Şu anda mücadele eden insanlara,
Öncelikle şunu söylemek istiyorum ki, bunu hayal etmiyorsunuz. Siz “çılgın” değilsiniz. Sizde yanlış bir şey yok.
Şu anda kırılmışsınız, evet, ama aynı zamanda güzelsiniz. Aynı anda ikisi de olabilirsiniz.
Şu anda hiçbir şeyin bir daha asla düzelmeyeceği gibi göründüğünü biliyorum. Bu dünyada iyi hiçbir şey kalmamış gibi hissettiğinizi, tutunmaya değer hiçbir şey kalmamış gibi hissettiğinizi biliyorum.
Bazı günler tek yapabildiğinizin yatağınıza oturup ağlamak olduğunu biliyorum ve kimsenin neler yaşadığınızı anlamadığını hissediyorum.
Göğsünüzde hissettiğiniz ezici ağırlığı, midenizin kasılma ve ellerinizin titreme şeklini, zihninizin şu anda elemeye bile başlayamadığınız düşüncelerden oluşan bir kasırga olmasını anlıyorum.
Yüreğinizin sebepsiz yere nasıl ağrıdığını, en iyi günlerde bile nasıl uyuşuk hissettiğinizi anlıyorum.
Kendini daha önce rahat hissettiğin insanlarla dolu bir odada bile yalnız hissettiğini anlıyorum.
Mücadele ettiğini anlıyorum. Çünkü ben de aynısını yaşadım.

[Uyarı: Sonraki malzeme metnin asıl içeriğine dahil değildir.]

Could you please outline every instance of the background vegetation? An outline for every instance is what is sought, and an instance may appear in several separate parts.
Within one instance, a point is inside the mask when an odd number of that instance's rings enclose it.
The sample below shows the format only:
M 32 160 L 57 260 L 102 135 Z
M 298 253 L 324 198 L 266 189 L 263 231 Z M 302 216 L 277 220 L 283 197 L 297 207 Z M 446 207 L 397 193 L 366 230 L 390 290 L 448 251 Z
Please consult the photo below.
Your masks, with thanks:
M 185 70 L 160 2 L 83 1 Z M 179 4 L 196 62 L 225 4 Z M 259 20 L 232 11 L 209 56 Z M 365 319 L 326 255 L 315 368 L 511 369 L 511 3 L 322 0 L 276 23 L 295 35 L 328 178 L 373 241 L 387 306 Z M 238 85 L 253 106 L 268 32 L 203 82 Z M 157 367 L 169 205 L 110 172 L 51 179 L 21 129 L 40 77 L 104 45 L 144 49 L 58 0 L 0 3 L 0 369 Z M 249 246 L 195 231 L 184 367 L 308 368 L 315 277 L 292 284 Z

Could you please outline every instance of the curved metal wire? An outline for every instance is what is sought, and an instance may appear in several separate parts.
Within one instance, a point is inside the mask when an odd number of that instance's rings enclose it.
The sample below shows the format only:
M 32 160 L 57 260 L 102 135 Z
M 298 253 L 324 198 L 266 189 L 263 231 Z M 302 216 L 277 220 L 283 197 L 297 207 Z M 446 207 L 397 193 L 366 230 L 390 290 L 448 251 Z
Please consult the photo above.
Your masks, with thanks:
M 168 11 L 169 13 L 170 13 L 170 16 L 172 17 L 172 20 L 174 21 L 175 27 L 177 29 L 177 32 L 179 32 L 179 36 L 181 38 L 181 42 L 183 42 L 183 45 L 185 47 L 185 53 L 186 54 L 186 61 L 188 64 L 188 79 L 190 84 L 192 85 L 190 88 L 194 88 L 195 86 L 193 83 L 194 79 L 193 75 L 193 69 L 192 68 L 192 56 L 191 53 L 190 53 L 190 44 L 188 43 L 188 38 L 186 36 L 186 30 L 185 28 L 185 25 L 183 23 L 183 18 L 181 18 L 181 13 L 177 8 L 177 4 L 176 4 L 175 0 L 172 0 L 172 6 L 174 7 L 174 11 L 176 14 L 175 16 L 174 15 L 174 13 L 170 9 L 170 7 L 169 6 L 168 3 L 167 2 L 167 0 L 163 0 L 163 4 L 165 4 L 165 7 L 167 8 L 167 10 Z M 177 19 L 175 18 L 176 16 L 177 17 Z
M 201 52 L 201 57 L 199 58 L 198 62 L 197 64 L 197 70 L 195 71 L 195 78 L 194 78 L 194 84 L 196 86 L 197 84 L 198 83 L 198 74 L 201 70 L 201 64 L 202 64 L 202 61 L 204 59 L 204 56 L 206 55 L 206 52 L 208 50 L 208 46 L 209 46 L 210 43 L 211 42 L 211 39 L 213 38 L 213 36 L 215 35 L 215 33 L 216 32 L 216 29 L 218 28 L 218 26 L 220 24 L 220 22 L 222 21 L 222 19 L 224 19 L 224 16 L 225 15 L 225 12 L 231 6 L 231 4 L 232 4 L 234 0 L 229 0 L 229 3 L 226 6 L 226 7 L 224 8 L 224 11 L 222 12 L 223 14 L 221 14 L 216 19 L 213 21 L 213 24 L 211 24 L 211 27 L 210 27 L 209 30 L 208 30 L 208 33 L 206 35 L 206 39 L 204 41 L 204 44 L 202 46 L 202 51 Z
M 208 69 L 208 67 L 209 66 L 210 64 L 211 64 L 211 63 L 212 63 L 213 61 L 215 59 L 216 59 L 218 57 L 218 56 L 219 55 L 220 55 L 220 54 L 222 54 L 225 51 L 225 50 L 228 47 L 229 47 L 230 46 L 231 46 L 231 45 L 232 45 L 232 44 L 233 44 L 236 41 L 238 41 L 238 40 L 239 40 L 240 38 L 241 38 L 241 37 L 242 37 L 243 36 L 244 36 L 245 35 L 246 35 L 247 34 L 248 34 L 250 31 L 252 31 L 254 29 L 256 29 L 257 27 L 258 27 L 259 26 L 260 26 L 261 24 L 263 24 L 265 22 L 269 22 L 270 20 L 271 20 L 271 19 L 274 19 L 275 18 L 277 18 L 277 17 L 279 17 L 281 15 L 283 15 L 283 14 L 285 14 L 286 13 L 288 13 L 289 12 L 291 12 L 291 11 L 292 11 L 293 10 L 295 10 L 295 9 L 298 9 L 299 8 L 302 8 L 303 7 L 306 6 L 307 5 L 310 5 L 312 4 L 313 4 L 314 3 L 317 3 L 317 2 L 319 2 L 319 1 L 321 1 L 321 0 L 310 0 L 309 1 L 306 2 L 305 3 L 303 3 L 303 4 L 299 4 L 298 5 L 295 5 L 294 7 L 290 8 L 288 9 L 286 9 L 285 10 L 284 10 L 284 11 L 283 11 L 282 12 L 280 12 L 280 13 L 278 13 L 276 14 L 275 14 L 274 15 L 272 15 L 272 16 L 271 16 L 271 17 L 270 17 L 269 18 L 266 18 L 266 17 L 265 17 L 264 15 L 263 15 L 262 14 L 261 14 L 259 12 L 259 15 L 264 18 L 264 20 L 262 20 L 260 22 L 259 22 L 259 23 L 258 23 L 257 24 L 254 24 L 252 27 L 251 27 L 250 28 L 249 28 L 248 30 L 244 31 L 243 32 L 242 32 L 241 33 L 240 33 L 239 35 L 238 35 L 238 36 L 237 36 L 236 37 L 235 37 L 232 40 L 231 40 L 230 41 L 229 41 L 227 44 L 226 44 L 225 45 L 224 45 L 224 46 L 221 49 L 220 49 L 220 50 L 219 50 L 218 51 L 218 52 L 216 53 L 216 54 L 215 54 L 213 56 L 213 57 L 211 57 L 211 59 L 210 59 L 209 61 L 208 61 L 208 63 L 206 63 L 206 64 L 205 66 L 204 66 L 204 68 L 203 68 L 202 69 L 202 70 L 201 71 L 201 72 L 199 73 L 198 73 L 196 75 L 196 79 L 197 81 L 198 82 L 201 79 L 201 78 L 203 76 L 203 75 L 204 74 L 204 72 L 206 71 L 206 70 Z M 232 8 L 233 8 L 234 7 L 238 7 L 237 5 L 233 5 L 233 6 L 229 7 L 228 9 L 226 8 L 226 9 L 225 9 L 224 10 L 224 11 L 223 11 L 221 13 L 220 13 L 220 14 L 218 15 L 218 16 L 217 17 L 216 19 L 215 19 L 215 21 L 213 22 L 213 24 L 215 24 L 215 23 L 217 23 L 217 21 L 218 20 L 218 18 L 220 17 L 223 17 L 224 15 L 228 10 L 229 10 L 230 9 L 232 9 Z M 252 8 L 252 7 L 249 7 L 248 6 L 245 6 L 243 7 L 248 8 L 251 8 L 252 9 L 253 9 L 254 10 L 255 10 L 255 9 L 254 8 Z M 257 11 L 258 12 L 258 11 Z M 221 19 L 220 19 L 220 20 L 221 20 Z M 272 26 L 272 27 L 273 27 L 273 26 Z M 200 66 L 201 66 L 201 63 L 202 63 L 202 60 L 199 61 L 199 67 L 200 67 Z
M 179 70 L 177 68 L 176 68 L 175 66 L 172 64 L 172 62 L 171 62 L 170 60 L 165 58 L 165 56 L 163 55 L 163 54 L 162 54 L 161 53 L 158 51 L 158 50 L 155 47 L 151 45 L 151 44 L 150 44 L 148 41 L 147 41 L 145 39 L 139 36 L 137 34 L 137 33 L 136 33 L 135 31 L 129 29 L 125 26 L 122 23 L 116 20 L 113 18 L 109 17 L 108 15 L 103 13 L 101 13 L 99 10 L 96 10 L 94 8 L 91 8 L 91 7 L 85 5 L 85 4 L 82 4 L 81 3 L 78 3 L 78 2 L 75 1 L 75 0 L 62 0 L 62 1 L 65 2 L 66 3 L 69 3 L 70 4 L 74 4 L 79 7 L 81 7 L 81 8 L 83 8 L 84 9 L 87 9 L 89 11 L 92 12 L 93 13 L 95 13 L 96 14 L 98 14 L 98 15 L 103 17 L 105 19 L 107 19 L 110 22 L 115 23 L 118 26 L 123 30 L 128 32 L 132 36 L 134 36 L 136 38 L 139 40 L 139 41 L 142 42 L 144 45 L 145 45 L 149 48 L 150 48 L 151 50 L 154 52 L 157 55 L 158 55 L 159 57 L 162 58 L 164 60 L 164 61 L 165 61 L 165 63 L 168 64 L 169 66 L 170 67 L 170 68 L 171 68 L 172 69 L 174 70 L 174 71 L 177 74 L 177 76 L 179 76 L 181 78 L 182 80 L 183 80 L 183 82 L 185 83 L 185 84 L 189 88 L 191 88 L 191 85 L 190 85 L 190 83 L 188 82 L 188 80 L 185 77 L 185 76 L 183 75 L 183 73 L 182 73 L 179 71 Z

Yataktan çıkmanın anlamsız geldiği, odanda tek başına kilitli kalmak ve aynı zamanda birinin seni tutmasını istediğin bir noktadaydım.
Mücadele ettim.
Ve mücadele ediyorum.
Ve muhtemelen hayatımın geri kalanında mücadele edeceğim.
Ama aynı zamanda hayatta kalıyorum, yaşıyorum ve gülüyorum, ki bunu bir daha asla söyleyebileceğimi düşünmezdim.
Bu yüzden mücadele eden insanlara şunu söylemek istiyorum ki, bunun şu anda sizin için ne kadar sonsuz hissettirdiğini biliyorum. Ve size bir gün sihirli bir şekilde ortadan kalkacağını ve her şeyin yoluna gireceğini vaat edemem. Ama kesinlikle daha iyi olacağını söyleyebilirim. Bir gün, göğsünüzdeki ağırlık biraz daha hafif hissedecek. Ve yataktan çıkmak için cesaretinizi toplamanız 10 dakika yerine sadece dokuz dakika sürecek. Ve tekrar insanların etrafında olmak isteyeceksiniz.
Ve gülümsediğinizde, bunu gerçekten kastedeceksiniz. Söz veriyorum.